I am attempting to connect to a Belkin F9K1102 router, with a couple different USB wireless adapters. One is a Tenda V7TW311M, reported by lsusb as "Ralink Technology, Corp. RT5370 Wireless Adapter". It uses the rt2800usb module. The other is correctly reported as a Linksys WUSB54G v4 802.11g Adapter [Ralink RT2500USB], and it uses the rt2500usb module. Both of these devices perform perfectly fine under Windows XP.
Wireless connectivity on my main machine has been getting worse and worse over the past couple months, and it is now outright unusable. The common factor seems to be the rt2x00usb module under Fedora 18 x64, but I'm not sure how that can be the source without much more widespread notice. At the moment, one of a few issues will pop up, often in sequence:
The connection will be extremely slow, with upwards of 50% packet loss and/or ping times to the router exceeding 2 seconds.

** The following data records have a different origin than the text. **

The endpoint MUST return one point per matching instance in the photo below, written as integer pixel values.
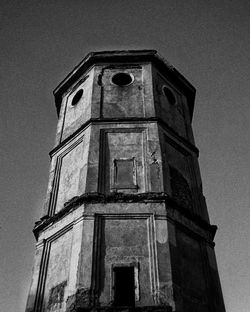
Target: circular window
(122, 79)
(77, 97)
(169, 95)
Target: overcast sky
(207, 41)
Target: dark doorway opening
(124, 286)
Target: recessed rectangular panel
(69, 173)
(124, 161)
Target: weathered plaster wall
(72, 117)
(124, 141)
(175, 115)
(57, 273)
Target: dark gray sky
(207, 41)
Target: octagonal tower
(125, 224)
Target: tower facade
(125, 224)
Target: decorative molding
(57, 174)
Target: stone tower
(125, 224)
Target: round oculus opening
(169, 95)
(77, 97)
(122, 79)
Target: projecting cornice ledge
(99, 198)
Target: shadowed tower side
(125, 224)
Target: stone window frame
(135, 265)
(114, 183)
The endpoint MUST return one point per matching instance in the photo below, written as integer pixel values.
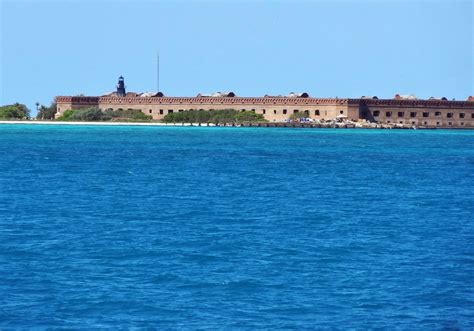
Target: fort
(406, 110)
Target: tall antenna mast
(158, 71)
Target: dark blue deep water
(233, 228)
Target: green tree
(15, 111)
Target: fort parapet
(405, 110)
(431, 113)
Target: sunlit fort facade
(408, 110)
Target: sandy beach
(102, 123)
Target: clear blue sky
(326, 48)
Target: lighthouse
(121, 87)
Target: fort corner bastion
(408, 110)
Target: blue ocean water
(236, 228)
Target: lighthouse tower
(121, 87)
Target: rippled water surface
(245, 228)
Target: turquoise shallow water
(235, 228)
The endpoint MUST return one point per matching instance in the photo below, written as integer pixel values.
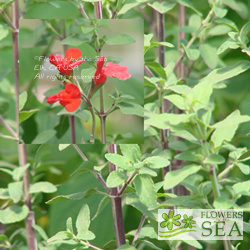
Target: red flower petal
(73, 54)
(53, 60)
(52, 99)
(75, 64)
(73, 91)
(73, 105)
(116, 71)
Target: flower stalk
(116, 203)
(22, 152)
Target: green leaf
(13, 214)
(144, 186)
(130, 108)
(175, 177)
(177, 100)
(192, 54)
(131, 151)
(164, 121)
(115, 179)
(128, 5)
(224, 73)
(227, 45)
(61, 147)
(43, 186)
(88, 74)
(223, 203)
(18, 172)
(120, 161)
(72, 41)
(147, 39)
(157, 69)
(4, 31)
(225, 129)
(244, 34)
(44, 136)
(22, 100)
(162, 7)
(119, 39)
(190, 5)
(73, 197)
(156, 162)
(135, 201)
(16, 191)
(24, 115)
(126, 247)
(69, 225)
(83, 223)
(60, 237)
(188, 156)
(208, 54)
(49, 11)
(40, 231)
(214, 159)
(241, 188)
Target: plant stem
(30, 221)
(116, 202)
(72, 129)
(84, 158)
(7, 126)
(137, 234)
(216, 190)
(98, 9)
(102, 116)
(31, 240)
(127, 183)
(84, 14)
(15, 35)
(203, 25)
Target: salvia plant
(195, 153)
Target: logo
(200, 224)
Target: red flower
(66, 65)
(70, 98)
(111, 70)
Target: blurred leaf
(16, 191)
(119, 39)
(115, 179)
(120, 161)
(83, 223)
(63, 146)
(18, 172)
(22, 100)
(60, 237)
(13, 214)
(190, 5)
(73, 197)
(130, 108)
(4, 31)
(214, 159)
(144, 186)
(175, 177)
(156, 162)
(44, 137)
(48, 11)
(131, 151)
(223, 203)
(208, 54)
(43, 186)
(24, 115)
(72, 41)
(162, 7)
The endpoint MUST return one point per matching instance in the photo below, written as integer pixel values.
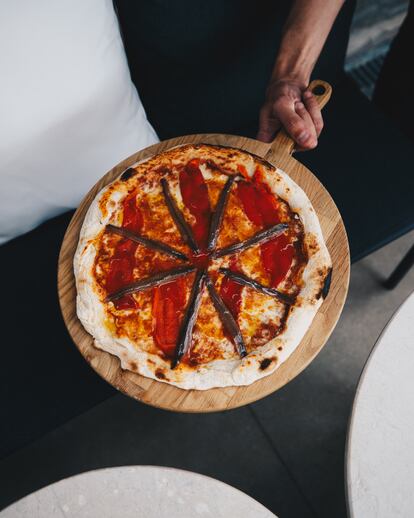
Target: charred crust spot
(264, 364)
(160, 374)
(126, 175)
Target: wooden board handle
(283, 142)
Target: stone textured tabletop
(137, 491)
(380, 450)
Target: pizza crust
(220, 373)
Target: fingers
(312, 141)
(297, 122)
(268, 124)
(312, 106)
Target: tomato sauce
(168, 308)
(195, 197)
(261, 208)
(121, 267)
(231, 291)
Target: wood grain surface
(166, 396)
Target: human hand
(292, 106)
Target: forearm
(304, 36)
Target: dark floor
(287, 451)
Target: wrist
(295, 70)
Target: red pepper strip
(231, 292)
(167, 309)
(195, 197)
(121, 266)
(262, 209)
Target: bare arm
(288, 103)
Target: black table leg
(406, 263)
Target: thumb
(268, 124)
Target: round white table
(380, 446)
(137, 492)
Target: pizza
(201, 267)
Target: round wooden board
(166, 396)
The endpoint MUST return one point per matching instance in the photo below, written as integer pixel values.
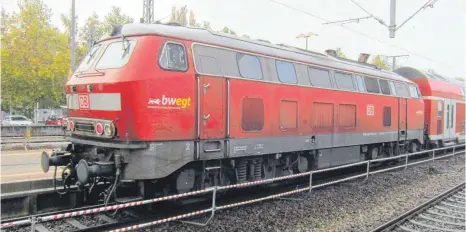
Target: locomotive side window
(320, 78)
(344, 81)
(286, 72)
(384, 87)
(372, 85)
(249, 66)
(173, 57)
(288, 114)
(402, 89)
(418, 92)
(253, 114)
(413, 91)
(387, 116)
(439, 108)
(322, 115)
(392, 88)
(347, 115)
(360, 83)
(209, 65)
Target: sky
(433, 39)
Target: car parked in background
(16, 120)
(57, 120)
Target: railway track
(445, 212)
(102, 220)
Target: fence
(214, 191)
(32, 131)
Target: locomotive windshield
(116, 55)
(173, 57)
(89, 58)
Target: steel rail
(33, 220)
(414, 211)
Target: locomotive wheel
(413, 147)
(373, 153)
(303, 164)
(185, 180)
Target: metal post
(33, 224)
(73, 34)
(214, 196)
(310, 183)
(367, 170)
(392, 26)
(406, 162)
(394, 63)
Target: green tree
(340, 53)
(228, 31)
(378, 61)
(115, 17)
(192, 20)
(35, 58)
(206, 25)
(93, 30)
(179, 16)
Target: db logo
(84, 101)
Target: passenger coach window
(439, 109)
(249, 66)
(173, 57)
(372, 85)
(387, 116)
(384, 87)
(344, 81)
(392, 88)
(253, 114)
(360, 83)
(286, 72)
(320, 78)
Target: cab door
(212, 91)
(402, 118)
(449, 119)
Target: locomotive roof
(253, 46)
(412, 73)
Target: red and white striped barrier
(241, 185)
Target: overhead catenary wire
(372, 15)
(360, 33)
(427, 4)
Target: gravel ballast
(351, 206)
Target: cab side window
(173, 57)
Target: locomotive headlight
(71, 126)
(108, 129)
(99, 129)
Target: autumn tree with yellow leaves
(35, 58)
(36, 55)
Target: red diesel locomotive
(169, 107)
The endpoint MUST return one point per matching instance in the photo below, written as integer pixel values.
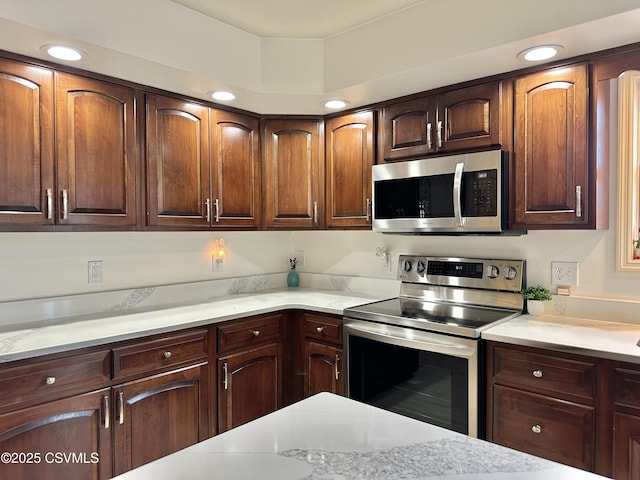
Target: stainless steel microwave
(457, 194)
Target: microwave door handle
(457, 194)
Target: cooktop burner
(468, 321)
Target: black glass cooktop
(445, 317)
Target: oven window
(427, 386)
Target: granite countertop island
(328, 437)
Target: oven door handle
(457, 194)
(467, 348)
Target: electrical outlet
(564, 273)
(94, 269)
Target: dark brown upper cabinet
(96, 152)
(236, 186)
(26, 157)
(461, 119)
(551, 158)
(293, 174)
(95, 147)
(349, 158)
(203, 166)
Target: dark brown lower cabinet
(324, 369)
(626, 447)
(544, 426)
(62, 439)
(159, 415)
(249, 386)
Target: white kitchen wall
(35, 265)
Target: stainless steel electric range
(420, 354)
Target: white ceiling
(296, 18)
(287, 56)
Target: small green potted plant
(535, 297)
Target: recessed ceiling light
(62, 52)
(223, 95)
(539, 53)
(336, 103)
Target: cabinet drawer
(160, 354)
(544, 373)
(247, 333)
(627, 391)
(47, 380)
(323, 328)
(544, 426)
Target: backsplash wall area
(34, 265)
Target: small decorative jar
(535, 307)
(292, 279)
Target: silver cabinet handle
(457, 193)
(207, 206)
(49, 194)
(121, 408)
(65, 204)
(106, 411)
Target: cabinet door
(97, 152)
(26, 136)
(551, 152)
(178, 164)
(349, 158)
(626, 447)
(236, 170)
(470, 117)
(249, 385)
(407, 129)
(324, 369)
(156, 416)
(544, 426)
(69, 438)
(293, 177)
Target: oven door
(423, 375)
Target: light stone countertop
(328, 437)
(617, 341)
(107, 327)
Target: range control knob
(493, 271)
(509, 272)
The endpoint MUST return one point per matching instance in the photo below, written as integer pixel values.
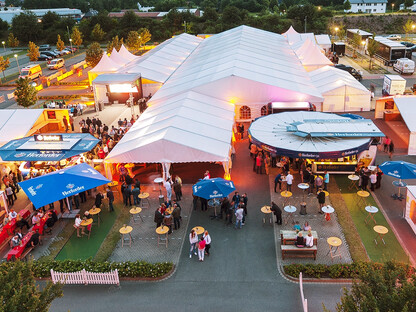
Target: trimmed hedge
(125, 269)
(346, 270)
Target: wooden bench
(305, 252)
(289, 237)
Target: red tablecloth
(40, 225)
(18, 250)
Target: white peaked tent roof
(243, 65)
(105, 65)
(290, 31)
(117, 58)
(328, 79)
(188, 127)
(16, 123)
(123, 52)
(159, 63)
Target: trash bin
(302, 208)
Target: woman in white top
(193, 240)
(207, 238)
(77, 224)
(309, 240)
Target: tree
(19, 291)
(114, 43)
(76, 37)
(347, 5)
(133, 41)
(4, 64)
(12, 41)
(408, 27)
(408, 3)
(387, 289)
(372, 48)
(144, 35)
(97, 33)
(33, 52)
(93, 54)
(60, 45)
(26, 94)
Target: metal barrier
(302, 296)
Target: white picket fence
(86, 278)
(302, 296)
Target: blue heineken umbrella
(401, 170)
(60, 184)
(213, 188)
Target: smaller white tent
(126, 54)
(341, 91)
(104, 66)
(118, 59)
(311, 56)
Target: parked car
(56, 63)
(43, 57)
(50, 53)
(407, 44)
(44, 47)
(355, 73)
(394, 37)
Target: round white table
(371, 212)
(290, 211)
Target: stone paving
(144, 245)
(325, 229)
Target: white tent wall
(150, 88)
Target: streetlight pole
(17, 61)
(305, 24)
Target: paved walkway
(240, 275)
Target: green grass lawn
(84, 248)
(380, 252)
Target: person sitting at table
(34, 239)
(35, 219)
(12, 214)
(77, 223)
(20, 222)
(297, 227)
(300, 241)
(306, 226)
(309, 240)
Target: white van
(56, 63)
(404, 66)
(31, 72)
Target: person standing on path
(201, 249)
(278, 180)
(110, 197)
(207, 239)
(193, 240)
(289, 181)
(321, 200)
(326, 180)
(239, 213)
(277, 212)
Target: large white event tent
(104, 66)
(17, 123)
(341, 91)
(245, 66)
(188, 127)
(158, 64)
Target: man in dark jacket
(277, 212)
(158, 217)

The connection will "zombie", with iwconfig insisting that it's connected to the access point but no response to ping (even to the router's IP).
The system can't even see the access point, yet it can still see and connect to other access points (both closer and further, on whatever channels), and any other device can connect to the intended access point just fine, even with a weaker signal (such as the Linux laptop I'm using to post this).
The access point can be seen, but the Network Management applet on KDE either hangs at or drops out of "Configuring Interface".
At random, and for random lengths of time, everything will work fine; the connection will be stable and fast, and sites will load and things will download with no issue. Which makes it all the more frustrating when it flakes out again. Resetting the router doesn't make it better, nor does rebooting the system or unplugging/re-plugging the USB adapter.
Again, both USB adapters are known good on other systems, and the router is also working fine with other adapters or the same adapters under XP.
If anyone can help this web developer get functional internet access, it would be most appreciated.